Garfein made his Broadway debut as a director with End as a Man starring Ben Gazzara. Notably Garfein produced two plays by Arthur Miller, The Price and The American Clock, and went on to direct other Broadway productions such as The Shadow of a Gunman, The Sin of Pat Muldoon, and Girls of Summer.[citation needed] His Off-Broadway credits include The Lesson and Rommel’s Garden.[2] He directed the French premiere of "Master Harold"...and the Boys in Paris, and the world premiere of Nacht und Träume by Samuel Beckett in Austria.[citation needed]

Career as film director

Garfein's film directorial debut, The Strange One, is an ensemble piece set in a sadistic Southern military academy. It was released without an ending – leaving audiences bewildered and critics annoyed. A crucial scene involved black actors and, in racially segregated America of 1957, the studio objected on the ground that to use black actors would mean commercial failure.[citation needed] Garfein refused to bow down and filmed the scene anyway. It was denounced by a U.S. Congressman as an 'un-American' film, but in Paris, a critic wrote that if anyone doubted that America was a free country, then they should see the film.[citation needed]

Garfein directed two other films. One was the 1961 independent film, Something Wild, which starred Baker as a young rape victim held captive by the man who rescued her from suicide. The film includes an Aaron Copland score. It was panned by many U.S. critics, even though he was hailed as an American Ingmar Bergman.[citation needed] His documentary The Journey Back chronicles his return to Auschwitz.

Teaching career

One of a select group of non-performers awarded membership in The Actors Studio,[3] Garfein became director of the Studio's Los Angeles branch in 1966, and created The Harold Clurman Theatre on Theatre Row in New York City. Instructing for more than 40 years, he is one of the most experienced teachers of Method Acting.[citation needed] Garfein offers acting and directing classes in Paris at Le Studio Jack Garfein, London, Budapest, New York, and Los Angeles.

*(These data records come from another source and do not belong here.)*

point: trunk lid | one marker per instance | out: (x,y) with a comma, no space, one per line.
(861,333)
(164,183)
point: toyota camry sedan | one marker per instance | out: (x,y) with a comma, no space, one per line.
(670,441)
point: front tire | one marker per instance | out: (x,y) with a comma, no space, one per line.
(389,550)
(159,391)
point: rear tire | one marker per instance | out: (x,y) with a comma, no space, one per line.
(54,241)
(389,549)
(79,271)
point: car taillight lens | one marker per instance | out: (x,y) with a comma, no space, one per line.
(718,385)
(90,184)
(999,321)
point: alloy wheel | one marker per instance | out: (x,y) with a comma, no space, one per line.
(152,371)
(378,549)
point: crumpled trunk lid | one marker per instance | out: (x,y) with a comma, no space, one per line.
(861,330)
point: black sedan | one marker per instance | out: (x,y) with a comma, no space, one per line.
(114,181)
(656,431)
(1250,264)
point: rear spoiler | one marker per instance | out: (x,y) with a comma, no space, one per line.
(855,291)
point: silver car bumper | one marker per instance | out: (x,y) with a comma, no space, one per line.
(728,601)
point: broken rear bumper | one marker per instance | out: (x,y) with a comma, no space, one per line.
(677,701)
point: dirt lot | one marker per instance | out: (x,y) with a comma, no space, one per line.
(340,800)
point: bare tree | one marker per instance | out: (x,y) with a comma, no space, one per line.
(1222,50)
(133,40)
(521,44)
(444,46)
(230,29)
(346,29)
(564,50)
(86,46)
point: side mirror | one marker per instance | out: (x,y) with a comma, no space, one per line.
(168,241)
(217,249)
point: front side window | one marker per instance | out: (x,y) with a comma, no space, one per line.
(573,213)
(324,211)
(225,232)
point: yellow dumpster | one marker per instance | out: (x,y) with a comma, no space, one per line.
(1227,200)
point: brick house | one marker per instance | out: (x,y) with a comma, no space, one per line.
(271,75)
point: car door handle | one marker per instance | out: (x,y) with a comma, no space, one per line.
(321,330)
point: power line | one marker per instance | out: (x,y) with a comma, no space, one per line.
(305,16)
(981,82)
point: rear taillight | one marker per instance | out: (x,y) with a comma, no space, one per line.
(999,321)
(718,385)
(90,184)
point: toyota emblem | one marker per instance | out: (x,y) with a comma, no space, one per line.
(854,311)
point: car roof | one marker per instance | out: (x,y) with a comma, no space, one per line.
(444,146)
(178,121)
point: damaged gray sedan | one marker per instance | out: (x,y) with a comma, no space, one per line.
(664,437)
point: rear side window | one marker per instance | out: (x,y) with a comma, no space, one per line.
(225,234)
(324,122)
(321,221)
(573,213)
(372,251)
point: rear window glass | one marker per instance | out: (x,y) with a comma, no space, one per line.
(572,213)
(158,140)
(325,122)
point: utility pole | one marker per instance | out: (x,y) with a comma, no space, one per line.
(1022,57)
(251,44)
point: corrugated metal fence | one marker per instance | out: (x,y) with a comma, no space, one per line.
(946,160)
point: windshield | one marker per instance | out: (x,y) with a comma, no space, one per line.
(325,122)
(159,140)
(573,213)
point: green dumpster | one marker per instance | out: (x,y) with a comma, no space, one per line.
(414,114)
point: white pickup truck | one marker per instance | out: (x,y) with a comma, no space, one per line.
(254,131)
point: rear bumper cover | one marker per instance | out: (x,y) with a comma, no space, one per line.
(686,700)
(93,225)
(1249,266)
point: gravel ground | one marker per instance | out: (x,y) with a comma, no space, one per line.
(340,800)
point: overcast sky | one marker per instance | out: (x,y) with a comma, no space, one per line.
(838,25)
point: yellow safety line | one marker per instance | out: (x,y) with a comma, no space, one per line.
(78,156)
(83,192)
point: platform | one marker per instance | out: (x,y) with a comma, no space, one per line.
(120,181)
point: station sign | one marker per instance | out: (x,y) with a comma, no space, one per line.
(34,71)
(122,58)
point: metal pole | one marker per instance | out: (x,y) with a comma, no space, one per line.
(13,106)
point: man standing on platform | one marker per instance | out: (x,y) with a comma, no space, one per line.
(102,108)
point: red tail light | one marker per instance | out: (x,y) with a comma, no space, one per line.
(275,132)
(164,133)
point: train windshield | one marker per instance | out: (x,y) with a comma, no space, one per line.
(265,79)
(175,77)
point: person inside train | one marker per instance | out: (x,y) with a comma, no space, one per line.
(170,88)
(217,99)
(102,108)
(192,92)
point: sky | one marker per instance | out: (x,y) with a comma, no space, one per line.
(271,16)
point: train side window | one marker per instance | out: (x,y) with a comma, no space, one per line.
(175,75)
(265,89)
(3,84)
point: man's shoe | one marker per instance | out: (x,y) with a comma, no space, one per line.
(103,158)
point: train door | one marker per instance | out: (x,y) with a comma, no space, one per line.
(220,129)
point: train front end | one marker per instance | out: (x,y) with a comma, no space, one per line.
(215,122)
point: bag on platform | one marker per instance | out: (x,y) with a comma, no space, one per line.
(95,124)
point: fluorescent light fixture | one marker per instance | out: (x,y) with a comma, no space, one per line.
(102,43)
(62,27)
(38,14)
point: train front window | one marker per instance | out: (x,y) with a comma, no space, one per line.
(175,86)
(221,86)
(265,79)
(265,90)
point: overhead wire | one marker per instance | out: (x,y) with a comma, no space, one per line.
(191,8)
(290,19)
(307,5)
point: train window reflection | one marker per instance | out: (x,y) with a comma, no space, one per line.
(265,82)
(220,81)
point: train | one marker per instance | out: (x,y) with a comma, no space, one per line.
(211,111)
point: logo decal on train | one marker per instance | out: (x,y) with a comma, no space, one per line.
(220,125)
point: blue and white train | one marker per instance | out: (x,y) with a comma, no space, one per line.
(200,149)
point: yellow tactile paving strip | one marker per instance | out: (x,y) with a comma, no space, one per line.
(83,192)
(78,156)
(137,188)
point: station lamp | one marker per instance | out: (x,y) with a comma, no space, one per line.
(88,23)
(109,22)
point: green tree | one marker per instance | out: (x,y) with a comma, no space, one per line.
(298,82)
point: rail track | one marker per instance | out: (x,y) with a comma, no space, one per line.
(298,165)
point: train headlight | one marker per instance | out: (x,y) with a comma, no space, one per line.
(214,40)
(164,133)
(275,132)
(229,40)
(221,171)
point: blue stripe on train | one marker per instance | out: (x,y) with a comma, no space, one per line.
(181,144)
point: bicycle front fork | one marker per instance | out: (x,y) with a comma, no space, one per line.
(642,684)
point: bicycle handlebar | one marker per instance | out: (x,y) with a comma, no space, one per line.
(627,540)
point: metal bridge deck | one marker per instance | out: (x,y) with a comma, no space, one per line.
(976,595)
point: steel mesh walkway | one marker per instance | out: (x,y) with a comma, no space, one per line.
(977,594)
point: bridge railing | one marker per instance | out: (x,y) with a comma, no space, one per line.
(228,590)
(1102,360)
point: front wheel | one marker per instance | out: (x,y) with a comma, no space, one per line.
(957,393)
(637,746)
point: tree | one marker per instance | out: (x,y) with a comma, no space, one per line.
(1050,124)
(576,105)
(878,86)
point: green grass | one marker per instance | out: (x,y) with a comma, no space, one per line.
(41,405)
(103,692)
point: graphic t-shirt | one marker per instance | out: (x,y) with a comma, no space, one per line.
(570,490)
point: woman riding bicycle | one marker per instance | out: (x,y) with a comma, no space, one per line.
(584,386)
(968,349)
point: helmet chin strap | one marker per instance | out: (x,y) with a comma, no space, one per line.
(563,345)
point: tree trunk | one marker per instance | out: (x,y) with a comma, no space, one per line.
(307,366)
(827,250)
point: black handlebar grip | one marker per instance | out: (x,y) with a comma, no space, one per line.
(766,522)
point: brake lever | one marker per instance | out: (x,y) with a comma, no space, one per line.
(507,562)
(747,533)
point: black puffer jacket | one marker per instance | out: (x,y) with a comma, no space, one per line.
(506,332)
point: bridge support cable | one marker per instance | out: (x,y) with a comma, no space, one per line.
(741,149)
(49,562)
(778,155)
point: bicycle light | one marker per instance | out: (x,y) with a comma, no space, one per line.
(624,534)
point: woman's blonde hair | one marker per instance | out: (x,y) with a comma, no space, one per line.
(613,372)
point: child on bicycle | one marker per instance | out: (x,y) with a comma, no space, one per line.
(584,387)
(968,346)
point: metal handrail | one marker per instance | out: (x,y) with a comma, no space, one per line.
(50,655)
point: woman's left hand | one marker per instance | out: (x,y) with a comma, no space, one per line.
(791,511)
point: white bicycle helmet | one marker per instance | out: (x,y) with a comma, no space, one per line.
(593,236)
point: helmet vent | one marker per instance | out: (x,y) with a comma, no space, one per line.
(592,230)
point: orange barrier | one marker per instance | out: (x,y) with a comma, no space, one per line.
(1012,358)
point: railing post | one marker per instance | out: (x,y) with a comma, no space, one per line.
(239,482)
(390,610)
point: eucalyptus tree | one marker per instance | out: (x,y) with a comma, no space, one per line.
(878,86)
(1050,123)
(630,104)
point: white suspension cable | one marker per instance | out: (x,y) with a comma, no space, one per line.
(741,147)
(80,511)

He has written a book on the subject, Life and Acting - Techniques for the Actor, published in paperback in 2010.

Legacy

In September 2010, a tribute to Jack Garfein was presented in Los Angeles at the UCLA Film and Television Archive at the Billy Wilder Theater which featured screenings of the two feature films he directed, 1957's "The Strange One" and 1961's "Something Wild," which stars his ex-wife Carroll Baker, as well as the documentary "A Journey Back," in which he returned to his childhood home and revisited Auschwitz. A similar event is scheduled for March 20 & 21, 2011 at the Film Forum in New York City.

In July 2012, Jack Garfein was awarded Masque d'Or, voted best acting teacher in France.

Notes[edit]

  1. ^ "Jack Garfein tribute at Billy Wilder Theater" Los Angeles Times, Sept. 17, 2010
  2. ^ Retrieved 14-10-10 Lortel Archives Jack Garfein
  3. ^ Garfield, David (1980). "Strasberg Takes Over: 1951-1955". A Player's Place: The Story of The Actors Studio. New York: MacMillan Publishing Co., Inc. p. 93. ISBN 0-02-542650-8. "Various directors and playwrights, including Frank Corsaro, Martin Fried, Jack Garfein, Michal V. Gazzo, Charles Gordone, Israel Horovitz, Arthur Penn, Eleanor Perry, Frank Perry, Sidney Pollack, Mark Rydell, Alan Schneider, and John Stix, have also been granted membership on the basis of their contributions to the life and work of The Actors Studio, as have certain other non-performers, such as Liska March and Carl Schaeffer."